La tragedia greca
Durante il V secolo a.C. furono composte più di mille tragedie; di questa vastissima produzione si sono conservati soltanto trentuno testi, appartenenti a tre grandi poeti: Eschilo, Sofocle ed Euripide.
È sulla base dei loro testi, dunque, che gli studiosi hanno potuto desumere i temi e la struttura delle tragedie.
Gli argomenti delle tragedie non erano frutto della fantasia dei drammaturghi: Eschilo, Sofocle ed Euripide attingevano la materia delle proprie opere dalle antiche leggende di dèi ed eroi (Giasone, Agamennone, Edipo, Prometeo ecc.), storie che i Greci ritenevano vere nella sostanza ma di cui collocavano gli eventi in un’epoca tanto lontana da essere divenuti sfumati nei contorni e al tempo stesso esemplari.
Usando personaggi noti a tutti, i poeti tragici ne riorganizzavano le vicende e inventavano dialoghi per mostrare il modo in cui il loro funesto destino si era compiuto, secondo una progressione degli eventi verosimile.
Assistendo a storie che destavano terrore e raccapriccio per i fatti di sangue rappresentati e pietà per il dolore dei protagonisti, gli spettatori vivevano una sorta di purificazione – o “catarsi”, secondo la definizione di Aristotele nella Poetica – dell’animo da tali emozioni.
La catarsi è stata generalmente interpretata come purificazione dalle passioni dovuta al fatto che lo spettatore, anziché viverle e subirle in prima persona, ne vedeva spiegate le cause sulla scena e giungeva a comprenderle come sbocchi necessari di originarie infrazioni alle leggi naturali e divine. Una cosa è, infatti, assistere alla sofferenza di un altro (un attore sulla scena), altra cosa è soffrire, provare il dolore in prima persona: il dolore personale annienta e non consente di razionalizzare, mentre il dolore per interposta persona commuove ma lascia spazio alla riflessione e al ragionamento sul male che ne è all’origine. Proprio la distanza temporale e psicologica dalle storie rappresentate, quasi mai desunte dalla storia recente, garantiva allo spettatore delle tragedie la possibilità di immedesimarsi nelle emozioni dei personaggi senza esserne troppo coinvolto.
Al riparo da passioni troppo forti e coinvolgenti, lo spettatore poteva insomma meditarvi sopra, riconducendole a una logica, a un sistema razionale di cause ed effetti. La funzione catartica delle tragedie si collegava più in generale alla loro funzione educativa.

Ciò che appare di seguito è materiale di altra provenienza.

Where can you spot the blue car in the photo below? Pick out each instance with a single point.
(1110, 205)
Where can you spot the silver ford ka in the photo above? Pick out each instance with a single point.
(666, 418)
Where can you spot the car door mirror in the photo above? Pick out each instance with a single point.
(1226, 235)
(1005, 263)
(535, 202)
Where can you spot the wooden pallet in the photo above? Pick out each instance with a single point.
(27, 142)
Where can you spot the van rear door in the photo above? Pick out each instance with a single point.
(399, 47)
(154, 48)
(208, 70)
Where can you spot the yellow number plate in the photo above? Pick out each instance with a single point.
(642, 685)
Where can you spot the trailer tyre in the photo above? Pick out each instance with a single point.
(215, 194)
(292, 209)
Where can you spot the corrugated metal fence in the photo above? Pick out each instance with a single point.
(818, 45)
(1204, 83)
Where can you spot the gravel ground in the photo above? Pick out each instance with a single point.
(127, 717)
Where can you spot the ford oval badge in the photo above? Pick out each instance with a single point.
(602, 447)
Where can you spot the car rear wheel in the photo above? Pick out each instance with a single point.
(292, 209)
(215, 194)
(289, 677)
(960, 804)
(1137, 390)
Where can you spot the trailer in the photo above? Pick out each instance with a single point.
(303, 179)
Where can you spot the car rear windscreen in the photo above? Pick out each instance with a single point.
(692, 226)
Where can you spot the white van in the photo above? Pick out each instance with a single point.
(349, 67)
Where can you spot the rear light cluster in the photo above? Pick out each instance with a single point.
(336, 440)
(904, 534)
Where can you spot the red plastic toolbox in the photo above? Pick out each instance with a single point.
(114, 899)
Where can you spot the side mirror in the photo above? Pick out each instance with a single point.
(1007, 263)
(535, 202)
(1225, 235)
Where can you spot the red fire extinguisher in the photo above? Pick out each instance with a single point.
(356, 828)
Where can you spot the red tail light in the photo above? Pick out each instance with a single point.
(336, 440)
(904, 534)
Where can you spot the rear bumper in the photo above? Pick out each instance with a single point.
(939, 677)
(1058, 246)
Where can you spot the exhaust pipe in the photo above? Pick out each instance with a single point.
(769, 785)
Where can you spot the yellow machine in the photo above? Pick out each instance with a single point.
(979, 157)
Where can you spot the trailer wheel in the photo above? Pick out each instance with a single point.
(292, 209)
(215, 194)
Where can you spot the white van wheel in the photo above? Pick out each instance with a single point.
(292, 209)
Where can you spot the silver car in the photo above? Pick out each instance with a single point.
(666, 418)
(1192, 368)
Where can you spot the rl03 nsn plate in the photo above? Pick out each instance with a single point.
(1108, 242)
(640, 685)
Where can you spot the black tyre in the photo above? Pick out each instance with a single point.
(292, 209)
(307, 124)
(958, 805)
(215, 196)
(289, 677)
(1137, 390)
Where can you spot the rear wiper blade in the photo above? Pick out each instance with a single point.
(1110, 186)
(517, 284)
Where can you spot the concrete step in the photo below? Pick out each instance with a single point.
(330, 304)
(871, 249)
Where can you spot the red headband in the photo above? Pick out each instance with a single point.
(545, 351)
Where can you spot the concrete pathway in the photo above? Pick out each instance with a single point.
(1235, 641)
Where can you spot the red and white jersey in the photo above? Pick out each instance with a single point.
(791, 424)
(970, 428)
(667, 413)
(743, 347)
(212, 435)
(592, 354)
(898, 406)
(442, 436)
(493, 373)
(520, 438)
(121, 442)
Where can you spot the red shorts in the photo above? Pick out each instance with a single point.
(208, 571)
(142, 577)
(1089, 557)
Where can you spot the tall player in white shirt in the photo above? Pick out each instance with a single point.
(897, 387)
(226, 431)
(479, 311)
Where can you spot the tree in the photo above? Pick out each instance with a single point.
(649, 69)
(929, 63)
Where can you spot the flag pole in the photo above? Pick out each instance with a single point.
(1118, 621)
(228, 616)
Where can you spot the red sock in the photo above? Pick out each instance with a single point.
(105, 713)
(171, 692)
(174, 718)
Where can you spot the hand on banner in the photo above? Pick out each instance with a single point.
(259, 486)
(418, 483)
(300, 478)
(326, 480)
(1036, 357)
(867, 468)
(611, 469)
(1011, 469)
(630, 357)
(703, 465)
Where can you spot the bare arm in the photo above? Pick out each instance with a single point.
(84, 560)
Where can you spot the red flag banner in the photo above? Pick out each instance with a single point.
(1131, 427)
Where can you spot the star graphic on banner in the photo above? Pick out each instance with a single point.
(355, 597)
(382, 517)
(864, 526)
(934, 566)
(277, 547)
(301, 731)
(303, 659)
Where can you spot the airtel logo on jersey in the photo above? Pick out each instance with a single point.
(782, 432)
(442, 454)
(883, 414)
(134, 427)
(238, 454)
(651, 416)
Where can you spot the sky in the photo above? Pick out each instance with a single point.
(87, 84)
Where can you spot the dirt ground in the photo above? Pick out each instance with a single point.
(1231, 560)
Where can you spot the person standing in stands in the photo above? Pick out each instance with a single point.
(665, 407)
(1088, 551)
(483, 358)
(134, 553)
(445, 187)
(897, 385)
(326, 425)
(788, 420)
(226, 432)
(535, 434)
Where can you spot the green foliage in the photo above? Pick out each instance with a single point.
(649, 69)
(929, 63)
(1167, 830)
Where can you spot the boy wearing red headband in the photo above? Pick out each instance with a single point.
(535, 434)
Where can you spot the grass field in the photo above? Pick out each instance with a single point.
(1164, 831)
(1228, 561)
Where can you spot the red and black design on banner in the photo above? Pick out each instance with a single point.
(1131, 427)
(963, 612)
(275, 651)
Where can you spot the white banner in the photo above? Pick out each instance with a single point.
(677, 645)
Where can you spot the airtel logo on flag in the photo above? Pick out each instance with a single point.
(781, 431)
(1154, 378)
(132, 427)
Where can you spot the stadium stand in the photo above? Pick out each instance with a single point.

Lo sviluppo tragico delle vicende degli eroi, lontani progenitori del popolo greco, induceva infatti lo spettatore a interrogarsi sulla condizione umana e a raggiungere un alto grado di consapevolezza circa la sua fragilità e i suoi limiti.
La commedia greca
Di tutte le commedie scritte nel V secolo a.C. a noi ne sono pervenute soltanto undici e tutte dello stesso autore, l’ateniese Aristofane (448-380 a.C. circa).
Le commedie di Aristofane, e presumibilmente tutte quelle del V secolo a.C., traevano spunto dalla vita contemporanea e prendevano di mira l’immoralità e la corruzione dei cittadini più in vista. Con l’aiuto di maschere gli attori impersonavano, senza preoccuparsi di cambiare il nome, sobillatori del popolo arroganti e violenti, generali ambiziosi e ignoranti, filosofi, oratori e poeti corruttori.
La finalità delle commedie era dunque non soltanto quella di far ridere il pubblico, di divertirlo, ma anche quella di controllare i potenti, di smascherarne le malefatte e perciò di stimolare la riflessione critica degli spettatori sulla classe dirigente.
Nel V secolo a.C. la commedia svolgeva insomma una funzione educativa grazie alla quale, suscitando il riso, si mettevano in discussione temi e problemi dell’attualità.
LE PARTI DEL TEATRO GRECO
Cavea– La cavea (koilon), a pianta di settore circolare o ellittico (spesso eccedente la metà) nella quale sono disposte le gradinate, suddivise in settori, con i sedili di legno; in genere la cavea è addossata ad una collina per sfruttarne il pendio naturale;
Scena– La scena (skené), costruzione a pianta allungata, frontalmente alla cavea, inizialmente semplice e in legno, era situata ad un livello più alto dell’orchestra con la quale comunicava mediante scale; la sua funzione originaria era soltanto pratica, cioè forniva agli attori un luogo appartato per prepararsi senza essere visti (in greco σχηνέ, skené, significa anche “tenda”). Solo successivamente venne usata come sfondo scenico. Divenne quindi sempre più complessa e abbellita da colonne, nicchie e frontoni. In seguito fu costruita in pietra e con maggiori ornamenti;
Orchestra– L’orchestra (orkhestra, viene dal verbo ὀρκέομαι, orkeomai, che significa ballare, infatti indicava il luogo del teatro antico dove si danzava), circolare, collocata tra il piano inferiore della cavea e la scena, è lo spazio centrale del teatro greco, quello riservato al coro. Al centro di essa era situato l’altare di Dioniso (thymele).